The Trouble With Bill Briggum's Great American Novel
Three things about Bill Briggum annoyed his wife: he spat when lacing his boots; he said and wrote the word 'ornery' too much; and he laughed at books and songs that oughtn't be laughed at.
Bill Briggum's novels all begin the same, with natural Americana—sunsets, clouds, prairies, woods, rivers, farms—in almost purple prose. He zooms out near Whitman-wide for a few pages and then snaps in close to the woes of an old midwest preacher or Arkansan mayor or some other American character he puts through the wringer of loss and heartbreak for 200 pages before closing out with a chapter of nature stuff again. Three things about him annoyed his wife, Noreen: he spat when lacing his boots; he said and wrote the word 'ornery' too much; and he laughed at books and songs that oughtn't be laughed at. But, unlike his characters, he didn't chase skirts, and his novels sold well enough to keep the house in order and allow for some shopping on the yearly trip to Chicago.

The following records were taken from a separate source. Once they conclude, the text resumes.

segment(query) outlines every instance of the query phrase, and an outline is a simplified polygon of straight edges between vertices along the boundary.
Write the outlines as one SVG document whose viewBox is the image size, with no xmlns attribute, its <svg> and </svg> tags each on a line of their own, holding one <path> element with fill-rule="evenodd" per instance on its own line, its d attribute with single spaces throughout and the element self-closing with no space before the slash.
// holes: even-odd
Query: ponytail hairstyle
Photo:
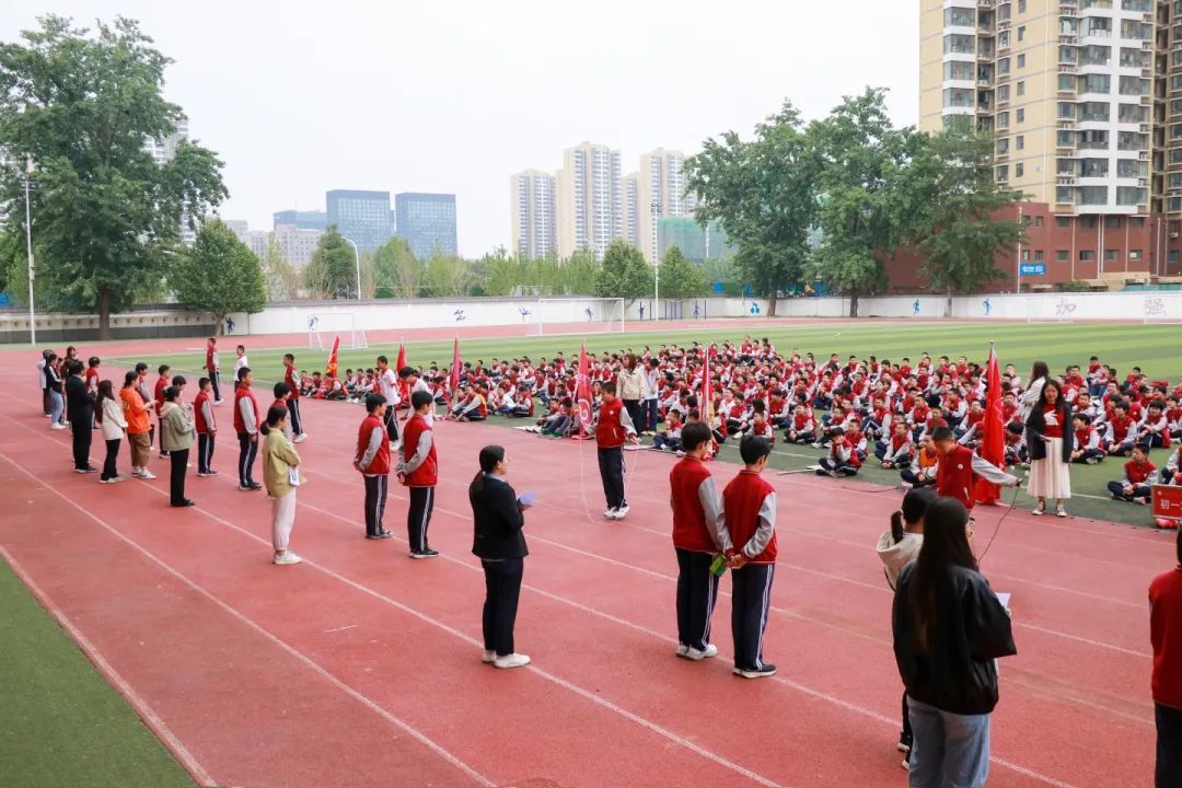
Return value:
<svg viewBox="0 0 1182 788">
<path fill-rule="evenodd" d="M 931 490 L 921 487 L 908 490 L 901 507 L 890 515 L 890 539 L 894 543 L 903 541 L 903 536 L 907 534 L 904 523 L 914 526 L 923 520 L 923 513 L 928 510 L 928 504 L 935 497 Z"/>
<path fill-rule="evenodd" d="M 279 423 L 287 418 L 287 409 L 280 408 L 279 405 L 272 405 L 267 409 L 267 421 L 259 426 L 259 431 L 264 435 L 269 435 L 271 430 L 279 426 Z"/>
</svg>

It was his thirteenth novel, Wandering to River, that started the trouble. It seemed to begin like the rest, an elegy to the old country that walked the line between schlock and American sublime, but the characters, two sons of a trapper and an Indian working as stevedores in St. Louis, forgot they were characters and kept making choices that cut against the structure of the fiction. The prose would erode when they got close the river, and the characters' movement through time drove at least one close-reading narratologist mad. Wandering made less sense each time you read it but left a few itches that couldn't be scratched except by reading it. Were they unloading ships or roving unnamed hills? How'd the river come alive? What'd "speak" or "cause" or "kill" come to mean? By the closing chapter the stevedore brothers resembled an indeterminate dyad who dreamt of an unnamed landscape so akin to the landscape of the reader it was as if the dyad's dreams produced anew the reader’s world. When Biggum's editor read it for the first time he said, "Dammit, Biggum," but then read it three more times that week and tried to drive to Ohio to see Bill instead of calling.
I'm sure the editor’s wreck was an accident, like Noreen's pregnancy then, at an age when neither she nor he thought such a thing would ever happen. Bill and the stevedore brothers started drinking on the same day at that heavenly hour of midwest sky with the cicada racket going and the river flowing like the old Ephesian said it would.